Baking and final presentation of the marquises
- We place the paper molds in the holes of the metal mold, and pour the cream up to ¾ capacity. Then it will increase in volume in the oven.
- We place in the central tray and bake 20 minutes at 180ºC. As I always tell you, the time is approximate depending on the power of your oven.
- The best thing is that you check with a skewer. If it comes out clean, the marquesas are ready.
- Remove from the oven, remove from the metal mold and let cool at room temperature.
Before serving at the table, we sprinkle well with icing sugar (because it can be moistened if we do it earlier), to give it that characteristic aspect of Christmas marquises.
Here you have a step by step in photos where I show how to prepare this recipe for almond marquises . Do not miss any detail so that they come out of you delicious.

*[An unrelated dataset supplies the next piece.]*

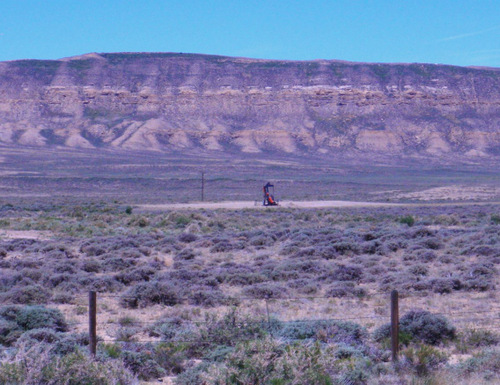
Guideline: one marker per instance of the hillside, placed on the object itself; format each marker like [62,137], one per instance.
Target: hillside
[169,102]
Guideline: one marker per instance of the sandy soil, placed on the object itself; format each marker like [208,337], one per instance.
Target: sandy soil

Tips for perfect marquesas
- The only thing that gave me a little work has been looking for the square mold, which I did not have at home. But do not panic, in any todo100 or store with kitchenware, you will find them. In my case, I used a mold with 12 square holes, 6.5 cm. each side.
- The almond flour (the ground almond) must be raw. Better if you can grind it at home instead of buying it ground, the recipe improves a lot (I tell you because what I did with the 2 versions, and the raw almond wins by a landslide).
- The lemon flavoring is optional, the classic Toledo marquesas do not usually carry, because I have prepared this dessert for the blog, after trying them there, although I think that the lemon zest improves the dessert, at least in my house.
- If you make many and they are superfluous (which I doubt) like all cakes, you should keep them in a tupper or in airtight ZIP-type bags. They can be frozen too, always tightly wrapped in plastic and without air.